Dienstag, 8. November 2016

Tokio - Ankommen zwischen 18 Millionen Menschen.








Long ago inside a distant memory
there is a voice that says: Do you
believe in a word of happy endings?



Es schien lange Zeit so surreal und distanziert. Und doch bin ich ganz plötzlich tatsächlich hier. In Tokio. Lebe in einer Millionenmetropole, die so over-the-top ist, wie keine europäische oder amerikanische Stadt es je sein könnte. So viele Menschen, wie sich hier durch die U-Bahnen drängen, habe ich noch nie gesehen. Shinjuku gleicht einem Ameisenhaufen - zur Rush Hour ist es fast unmöglich voranzukommen. Der Bahnhof mit dem größten Verkehrsaufkommen der Welt fordert viel Stressresistenz und Durchhaltevermögen. Wer hier zaghaft ist, wird sich gegen die Massen nicht durchsetzen können. Und wer meint, hier aus der Masse zu stechen, muss schon sehr anders sein.
Meine Anreise war holprig. Sie glich einer Straße mit vielen Kurven, steilen Klippen an der Seite und unbefestigten Rändern.

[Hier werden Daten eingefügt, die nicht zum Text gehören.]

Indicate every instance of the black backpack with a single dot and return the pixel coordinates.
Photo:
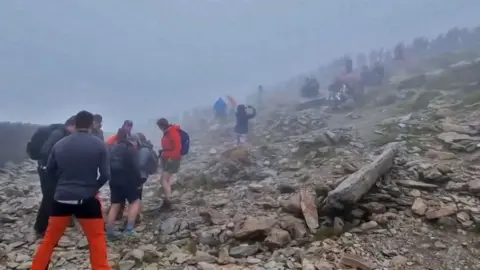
(34, 146)
(116, 155)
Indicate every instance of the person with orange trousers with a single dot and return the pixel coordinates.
(170, 158)
(75, 162)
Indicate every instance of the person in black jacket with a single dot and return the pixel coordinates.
(47, 184)
(79, 162)
(241, 126)
(125, 184)
(97, 126)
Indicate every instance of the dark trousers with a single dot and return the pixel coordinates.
(48, 186)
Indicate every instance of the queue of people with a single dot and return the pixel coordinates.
(74, 162)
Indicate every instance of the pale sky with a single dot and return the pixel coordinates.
(146, 59)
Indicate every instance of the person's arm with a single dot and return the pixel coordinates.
(143, 155)
(103, 166)
(254, 112)
(52, 164)
(131, 161)
(177, 143)
(47, 147)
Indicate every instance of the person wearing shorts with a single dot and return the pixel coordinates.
(86, 157)
(170, 166)
(170, 158)
(125, 184)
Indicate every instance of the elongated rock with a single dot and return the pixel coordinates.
(352, 189)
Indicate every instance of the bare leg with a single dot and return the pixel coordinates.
(111, 218)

Einerseits wurde mir viel Hilfe und Nettigkeit zuteil, andererseits schienen Beton, Maschinen und Eisen gegen mich zu arbeiten. Und manche Menschen auch. Vor mir erhob sich der Wald aus Zivilisation, aus Stahl und Glas. Ich durchkreuzte ihn, teilte ihn in Zwei wie Moses das Rote Meer. Mensch gegen Natur, Technik über Holz und Gras, Humanorganisches gegen Maschinen. Alles lebt hier miteinander, was so unvereinbar scheint. Einerseits helfen mir wildfremde Menschen mein Gepäck zu S-Bahn-Gleisen zu tragen, zu denen sie eigentlich gar nicht hinmüssen. Ältere Menschen erklären mir den Weg, obwohl ich nicht nach ihm frage und ihn weiß. Sie sind interessiert an dem Gaijin (Ausländer) mit der hellen Haut und den großen Augen - wenn sie nicht gerade Pokémon Go spielen oder in dezent fortgeschrittenem Alter Teeniemädchen-Manga lesen. Andererseits bleibt der Platz neben mit im Zug gerne leer, obwohl die stärkste Überfüllung herrscht. Gaijin-Gene könnten ja krankheitsbefallen oder giftig sein. Ambivalenz, wo man auch hinsieht. Die Eindrücke prasseln auf mich ein. Zu tausenden. Wo meine Augen hinsehen sollen, wissen sie nicht mehr. Welche Melodie meine Ohren hören sollen, können sie nicht mehr entscheiden. Wen ich wahrnehme, kann ich nicht mehr kontrollieren. Alles ist zu viel. Und doch nicht genug. Ich bin hier. Ich bin jetzt. In der Realität. Ich bin einer von Millionen. Und doch bin ich keiner von vielen.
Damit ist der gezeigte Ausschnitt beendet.